Dean menghela nafasnya. Hatinya masih belum tenang meski ia sudah mendengar kabar kedua orang tuanya baik-baik saja.
"Kenapa firasatku buruk pada Naina? Apa terjadi sesuatu padanya?" Gumam Dean sambil bersandar di kursinya
"Ah, dia sudah menjadi milik orang lain sekarang. Aku tak boleh memikirkannya terus menerus." Sanggah Dean bingung.
Tapi Dean tetap tidak bisa membohongi hatinya. Ia tetap mengkhawatirkan Naina. Dan itu sudah berlangsung sejak tiga hari yang lalu. Dan kini, kekhawatiran itu makin tinggi.
Meski tadi Jelita sudah mengatakan pada Dean bahwa kabar Naina baik, tapi hatinya berkata tidak. Ia tetap mengkhawatirkan keadaan Naina.
Dean menatap ponselnya dengan seksama. Ia sedang berusaha mengambil keputusan nekat yang mungkin akan membuat ibunya cukup marah nanti.
"Aku bisa beralasan hanya sekedar menyapanya pada Mama nanti." Gumam Dean ragu.
Dean memantapkan hatinya.
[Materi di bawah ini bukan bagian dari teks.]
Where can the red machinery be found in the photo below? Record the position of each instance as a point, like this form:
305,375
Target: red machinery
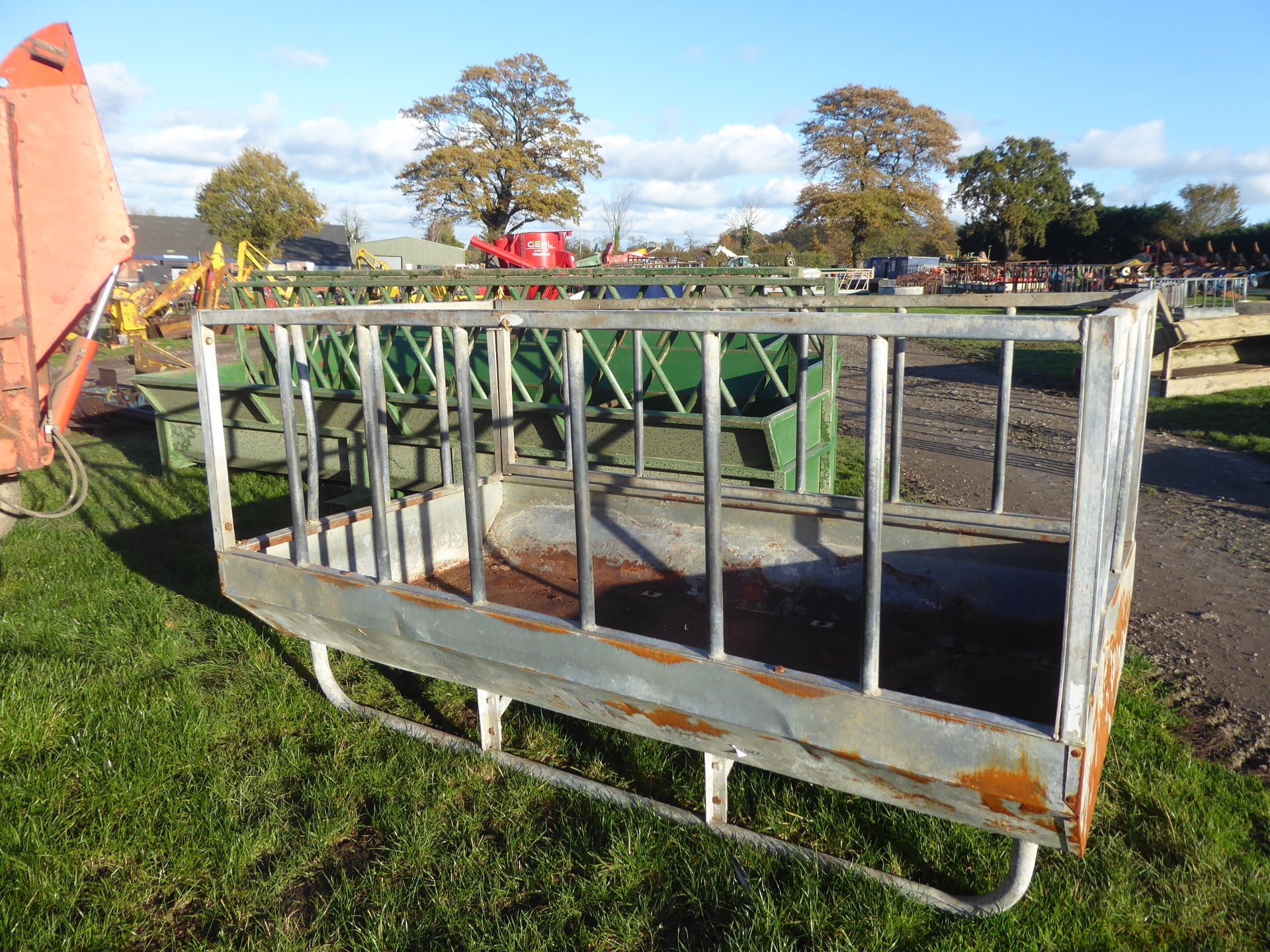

Ia kembali meraih ponselnya yang tadi sudah ia letakkan di atas meja kerjanya bersama berkas-berkas laporan yang tadi sedang ia periksa.
Dean segera mencari nomor kontak orang yang selama beberapa tahun terakhir menjadi temannya kemanapun ia pergi. Orang yang selalu ada untuknya saat ia butuhkan. Niko.
Dean segera melakukan panggilan ke nomor Niko. Panggilan pun segera tersambung. Tapi sayang, Niko tidak kunjung menjawabnya.
"Kenapa dia tidak menjawabnya? Apa dia sedang bersama Papa dan Mama sekarang?" Gumam Dean makin gelisah.
Hati Dean pun bertambah gelisah. Ia semakin mencemaskan keadaan Naina. Ia masih berusaha menghubungi nomor Niko lagi dan lagi. Meski, belum ada respon dari Niko setelah panggilan yang kesekian kalinya dari Dean.
"Kenapa dia tidak menjawabnya?" Geram Dean.
Sedangkan di salah satu kota kecil di Indonesia, yang berbatasan langsung dengan ibukota, Niko baru saja sampai di lokasi yang tadi dikirimkan oleh anak buahnya yang berhasil membuntuti Delvin dan Jenita pergi.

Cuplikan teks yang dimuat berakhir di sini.